For first year students, that arrangement is ideal. The Dining Hall is an inherently social experience, and for first year students, particularly during the fall semester, being brought together at meal time is valuable. Likewise, while some students may come to school equipped to fend for themselves, gastronomically, not all are prepared to do so. Requiring all first years to purchase an unlimited meal plan may trend toward excessive hand-holding, but it also ensures that no one starves while learning the ins-and-outs of college.
The level of hand holding, however, diminishes in sophomore year. There is no explicit "sophomore year experience," and as the spring deadline to declare a major approaches, sophomores rapidly disperse along their own unique routes through college. For the vast majority of sophomores, however, dining remains restricted. All students living in residence halls, regardless of class year, are obliged to purchase an unlimited meal plan.

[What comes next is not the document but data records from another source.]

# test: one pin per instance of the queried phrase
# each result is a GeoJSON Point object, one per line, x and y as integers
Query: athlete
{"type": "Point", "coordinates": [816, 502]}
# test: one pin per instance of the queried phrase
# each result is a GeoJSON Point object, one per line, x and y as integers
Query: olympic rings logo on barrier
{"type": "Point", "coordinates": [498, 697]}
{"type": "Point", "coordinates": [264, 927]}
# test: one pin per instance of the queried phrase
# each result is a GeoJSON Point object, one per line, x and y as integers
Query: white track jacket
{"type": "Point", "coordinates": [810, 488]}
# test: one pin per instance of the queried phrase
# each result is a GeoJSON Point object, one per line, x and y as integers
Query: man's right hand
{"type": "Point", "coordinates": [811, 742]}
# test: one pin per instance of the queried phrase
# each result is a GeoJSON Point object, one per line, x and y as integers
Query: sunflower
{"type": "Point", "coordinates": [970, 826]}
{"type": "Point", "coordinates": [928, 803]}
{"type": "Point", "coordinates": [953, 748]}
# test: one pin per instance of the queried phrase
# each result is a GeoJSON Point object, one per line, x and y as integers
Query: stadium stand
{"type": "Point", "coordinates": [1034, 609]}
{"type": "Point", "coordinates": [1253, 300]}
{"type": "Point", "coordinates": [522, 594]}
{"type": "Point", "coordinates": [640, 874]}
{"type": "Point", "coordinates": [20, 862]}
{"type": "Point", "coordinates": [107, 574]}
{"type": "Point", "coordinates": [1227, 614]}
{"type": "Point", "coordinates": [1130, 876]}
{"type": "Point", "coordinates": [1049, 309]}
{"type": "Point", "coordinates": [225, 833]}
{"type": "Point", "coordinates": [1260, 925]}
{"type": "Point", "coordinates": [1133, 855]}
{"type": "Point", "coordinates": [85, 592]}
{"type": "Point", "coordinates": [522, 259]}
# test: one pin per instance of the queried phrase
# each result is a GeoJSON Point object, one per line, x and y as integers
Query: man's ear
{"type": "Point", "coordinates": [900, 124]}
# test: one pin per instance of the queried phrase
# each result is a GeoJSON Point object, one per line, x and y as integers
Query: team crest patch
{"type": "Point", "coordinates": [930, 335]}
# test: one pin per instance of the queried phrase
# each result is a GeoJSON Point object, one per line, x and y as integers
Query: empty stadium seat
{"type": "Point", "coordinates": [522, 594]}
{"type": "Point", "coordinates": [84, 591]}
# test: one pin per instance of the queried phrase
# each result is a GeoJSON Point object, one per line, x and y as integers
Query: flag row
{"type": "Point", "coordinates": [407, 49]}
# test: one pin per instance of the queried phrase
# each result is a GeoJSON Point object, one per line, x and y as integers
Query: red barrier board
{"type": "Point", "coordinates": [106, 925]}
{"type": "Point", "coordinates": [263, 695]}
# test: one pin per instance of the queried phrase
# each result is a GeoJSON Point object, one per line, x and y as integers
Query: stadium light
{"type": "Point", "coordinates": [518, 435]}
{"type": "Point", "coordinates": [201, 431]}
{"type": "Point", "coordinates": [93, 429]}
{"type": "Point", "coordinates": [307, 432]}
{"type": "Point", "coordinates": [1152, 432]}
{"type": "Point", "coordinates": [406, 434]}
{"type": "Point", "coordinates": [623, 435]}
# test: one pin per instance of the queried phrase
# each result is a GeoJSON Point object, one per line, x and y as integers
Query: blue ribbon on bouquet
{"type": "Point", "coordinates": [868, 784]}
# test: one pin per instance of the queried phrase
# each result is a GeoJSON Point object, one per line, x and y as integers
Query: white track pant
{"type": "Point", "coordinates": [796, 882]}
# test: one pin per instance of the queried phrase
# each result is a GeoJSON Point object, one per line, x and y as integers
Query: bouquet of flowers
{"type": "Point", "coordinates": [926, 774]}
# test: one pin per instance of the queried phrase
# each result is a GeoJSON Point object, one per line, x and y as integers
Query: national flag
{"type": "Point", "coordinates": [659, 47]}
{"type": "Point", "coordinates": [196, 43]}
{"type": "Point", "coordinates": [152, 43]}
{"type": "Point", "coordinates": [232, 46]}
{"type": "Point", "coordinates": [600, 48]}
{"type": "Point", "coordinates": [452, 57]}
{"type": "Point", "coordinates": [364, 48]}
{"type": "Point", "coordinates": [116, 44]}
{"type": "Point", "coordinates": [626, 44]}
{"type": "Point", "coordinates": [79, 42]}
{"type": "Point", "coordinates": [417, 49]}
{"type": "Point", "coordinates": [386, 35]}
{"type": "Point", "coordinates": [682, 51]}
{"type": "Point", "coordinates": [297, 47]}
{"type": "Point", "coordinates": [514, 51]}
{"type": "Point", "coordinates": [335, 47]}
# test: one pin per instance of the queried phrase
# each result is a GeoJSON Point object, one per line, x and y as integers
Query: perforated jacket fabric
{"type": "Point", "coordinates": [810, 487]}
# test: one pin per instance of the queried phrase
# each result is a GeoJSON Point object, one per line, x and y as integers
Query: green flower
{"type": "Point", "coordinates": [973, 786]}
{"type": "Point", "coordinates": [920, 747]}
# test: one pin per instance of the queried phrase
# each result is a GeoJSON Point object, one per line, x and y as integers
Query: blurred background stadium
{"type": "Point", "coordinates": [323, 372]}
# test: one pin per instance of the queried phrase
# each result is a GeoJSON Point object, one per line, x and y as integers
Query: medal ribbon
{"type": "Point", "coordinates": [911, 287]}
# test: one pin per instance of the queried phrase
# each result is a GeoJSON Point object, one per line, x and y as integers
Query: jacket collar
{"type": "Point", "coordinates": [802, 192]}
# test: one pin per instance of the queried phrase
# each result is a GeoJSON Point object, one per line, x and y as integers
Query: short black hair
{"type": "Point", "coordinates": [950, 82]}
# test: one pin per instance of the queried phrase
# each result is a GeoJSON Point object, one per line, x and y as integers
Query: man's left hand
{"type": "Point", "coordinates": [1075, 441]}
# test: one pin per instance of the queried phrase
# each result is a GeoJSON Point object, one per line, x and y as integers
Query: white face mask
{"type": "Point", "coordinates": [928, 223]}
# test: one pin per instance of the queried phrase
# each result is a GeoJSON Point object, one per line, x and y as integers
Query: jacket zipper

Without more kitchen amenities in dorms, most students are admittedly unlikely to stray far from the Dining Hall, but it is not unprecedented, and the lack of choice is frustratingly restrictive.
The college's stated goal is for the majority of students to live on campus, and rules prohibit rising-sophomores from drawing for off-campus housing, so simple math dictates that nearly all sophomores will live in residence halls. As a result, nearly all sophomores are obliged to purchase meal plans, regardless of personal dietary preference. Dining Services does a commendable job catering to students' needs, however, no system is perfect, and some students may find themselves more comfortable choosing other options. After a year spent living in Saratoga Springs, it is safe to assume that students are acquainted with the multitude of dining options available downtown, or may have friends with open kitchens in Scribner or Northwoods Village. Requiring sophomores to purchase an unlimited meal plan adds a significant cost to tuition and prohibits students from exercising other options.
It seems unlikely that allowing sophomores dining flexibility would put a dent in Dining Services operational budget; most dorm residents will still likely choose a meal plan, if only because it is convenient and readily available. The few who feel the need to pursue other options, however, ought to have the right to so. It is a simple matter, but one that speaks volumes about expectations of personal responsibility. As students we are expected to fend for ourselves in a strenuous academic environment; surely we can handle the choice of where to eat.